Chapter 2 Shame on the rain

I've been surfing the Internet for a long time, probably since 1999. At that time, the company installed new broadband, and it seems that online chat began at that time.

At that time, in the words of my colleagues, no matter what kind of person you are in reality, you will become a different person when you are on the Internet, you will not be frightened when you say big things and empty words, and you will not blush when you tell all your lies (you can't see red).

It is even more common to deceive others and play tricks on others, and sometimes it can even be offensive and abusive. There's a truth to what they're saying.

In real life, I can be regarded as an upright person, and I don't have the habit of deceiving others and coaxing others, but on the Internet, this is far from the case.

The chat room I often go to seems to be called the sky of fate. One night I drank more wine and chatted online when I had nothing to do.

I saw a girl named Yuqing on the net, and she was having a hot chat with others. I questioned her continuously in a public way (public is that all people can see your input, and others can't see it in private chats), and said: "You had a good chat with me yesterday, and asked me to talk to you all night today, but I didn't expect you to talk to others all night today, and you ignored you many times to greet you, you are too watery Yanghua, right?!" "Actually, I didn't know her, and I never talked to her, which was a deliberate attack on her, that is, a deliberate trick.
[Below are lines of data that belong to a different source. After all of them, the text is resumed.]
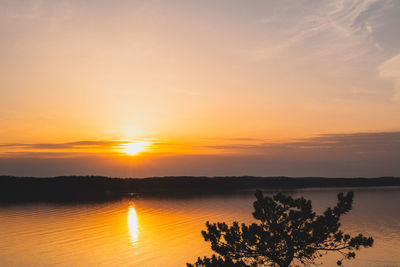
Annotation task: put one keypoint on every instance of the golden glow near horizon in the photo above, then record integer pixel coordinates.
(96, 85)
(135, 148)
(133, 224)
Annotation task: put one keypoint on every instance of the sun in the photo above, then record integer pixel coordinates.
(134, 148)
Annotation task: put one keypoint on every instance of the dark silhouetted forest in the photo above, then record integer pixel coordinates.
(94, 188)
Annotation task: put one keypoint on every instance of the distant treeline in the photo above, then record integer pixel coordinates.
(95, 188)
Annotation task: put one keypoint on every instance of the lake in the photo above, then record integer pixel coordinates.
(166, 231)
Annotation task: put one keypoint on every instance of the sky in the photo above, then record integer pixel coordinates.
(295, 88)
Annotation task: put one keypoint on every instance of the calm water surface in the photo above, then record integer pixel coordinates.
(166, 232)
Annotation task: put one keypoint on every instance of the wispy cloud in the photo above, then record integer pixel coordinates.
(390, 69)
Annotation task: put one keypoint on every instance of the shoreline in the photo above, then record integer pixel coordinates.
(98, 188)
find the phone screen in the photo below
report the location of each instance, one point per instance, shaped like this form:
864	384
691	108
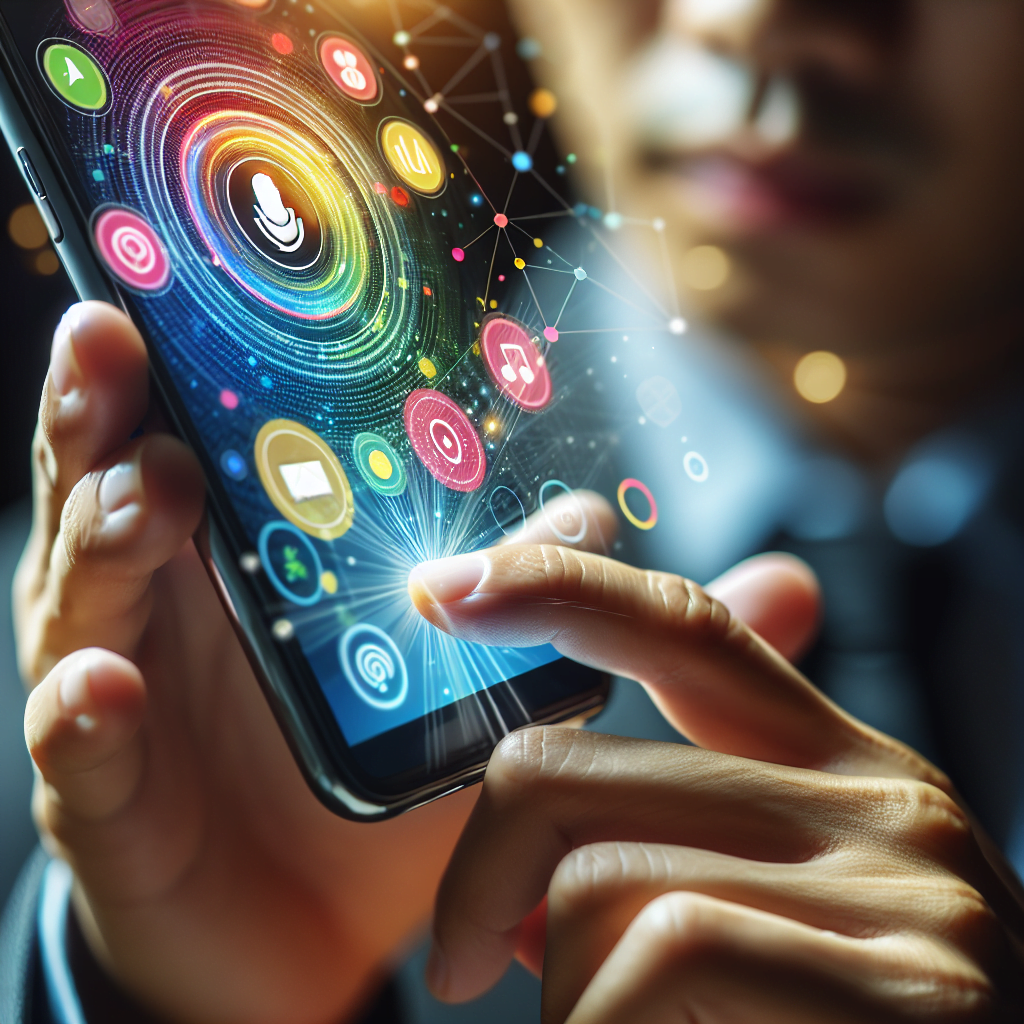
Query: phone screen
293	229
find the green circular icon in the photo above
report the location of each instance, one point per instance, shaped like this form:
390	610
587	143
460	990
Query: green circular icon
379	465
75	77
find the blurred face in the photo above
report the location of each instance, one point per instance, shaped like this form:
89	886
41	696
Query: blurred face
860	161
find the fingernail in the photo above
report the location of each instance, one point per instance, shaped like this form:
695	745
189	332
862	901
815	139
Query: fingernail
450	580
77	698
65	369
120	486
437	971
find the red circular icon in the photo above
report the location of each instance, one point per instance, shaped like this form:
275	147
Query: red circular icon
515	364
131	249
349	69
444	440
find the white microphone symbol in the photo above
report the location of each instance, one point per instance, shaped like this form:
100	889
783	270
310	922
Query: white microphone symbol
282	228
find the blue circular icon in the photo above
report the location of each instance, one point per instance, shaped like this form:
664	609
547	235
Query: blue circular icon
233	464
291	563
374	667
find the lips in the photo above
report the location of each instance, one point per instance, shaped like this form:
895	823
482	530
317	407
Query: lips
788	190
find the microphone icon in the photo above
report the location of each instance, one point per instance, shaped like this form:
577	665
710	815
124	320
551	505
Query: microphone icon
280	225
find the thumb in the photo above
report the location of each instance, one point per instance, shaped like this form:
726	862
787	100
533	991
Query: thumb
777	596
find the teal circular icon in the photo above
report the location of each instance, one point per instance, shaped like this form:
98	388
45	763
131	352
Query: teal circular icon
379	465
291	563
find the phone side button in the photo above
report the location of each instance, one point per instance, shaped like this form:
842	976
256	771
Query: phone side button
31	174
49	216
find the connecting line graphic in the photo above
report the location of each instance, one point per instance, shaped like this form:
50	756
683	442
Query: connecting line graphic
436	26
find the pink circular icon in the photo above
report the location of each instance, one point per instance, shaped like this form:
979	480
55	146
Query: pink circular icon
444	440
515	364
349	69
131	249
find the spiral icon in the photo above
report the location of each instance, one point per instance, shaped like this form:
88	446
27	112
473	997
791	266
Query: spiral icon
374	667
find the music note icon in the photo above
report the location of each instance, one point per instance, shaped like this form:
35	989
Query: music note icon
515	364
510	351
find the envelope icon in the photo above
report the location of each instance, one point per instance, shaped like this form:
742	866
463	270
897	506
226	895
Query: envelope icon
306	480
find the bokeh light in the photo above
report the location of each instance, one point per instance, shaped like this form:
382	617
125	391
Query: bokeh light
26	227
706	268
820	377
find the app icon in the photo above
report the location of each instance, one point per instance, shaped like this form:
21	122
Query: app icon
413	157
304	480
374	667
75	76
131	249
291	563
515	364
624	488
379	465
444	440
274	213
349	69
After a while, she replied, "You recognized the wrong person, I didn't go online yesterday." I said, "No way, you are you and you are you, the bones are burned and you recognize the ashes, who can't pretend to be stupid, you don't pretend to be innocent." She immediately replied, "I really don't know you, I haven't talked to you." Where will I let go, I asked repeatedly: "Yesterday you talked with me for four hours, you said that you had a feeling of hating to see each other late, and asked me to talk again today, I was so happy that I didn't sleep well all night; Unexpectedly, time has passed, and in the blink of an eye, you are so ruthless and unrighteous. "By the way, I forgot to confess, I type very fast, I can type 100 crosses per minute when chatting with others, and I can chat with five netizens at the same time.

She couldn't talk to other netizens anymore, so she could only keep defending me, repeatedly explaining that I really recognized the wrong person, and hoped that I wouldn't pester her again.

But I was already deceiving her, how could I listen to her justification. So I used my typist-like abilities to taunt and sarcasm her, and the snarky words on the screen flashed dazzlingly, and I even sighed at the end

"There is no truth on the Internet, yesterday is strange today". (I admire myself, what a witty one.)

At this time, many netizens also joined me (apparently sympathizing with me) and rained down on her, some of whom said something vicious.

For a whole hour, poor her, still there pale and pleading, it's really not me, it's really not me, you're mistaken.

To be honest, I was crazy with joy, and a pleasure that I had never felt before, and I finally understood the Devil's Dictionary's interpretation of the word comfort, which says that comfort is the feeling of being very excited at the thought of someone else restless.

Finally, the girl named Yuqing said something

"I don't go online anymore, I didn't expect the Internet to be like this!" It's off the net. I haven't seen her in the chat room since.

I suddenly felt deeply guilty, maybe this girl was very naïve, very kind, with a longing for online chatting, wanted to make a few friends online, but was beaten by me, and hated online chat forever.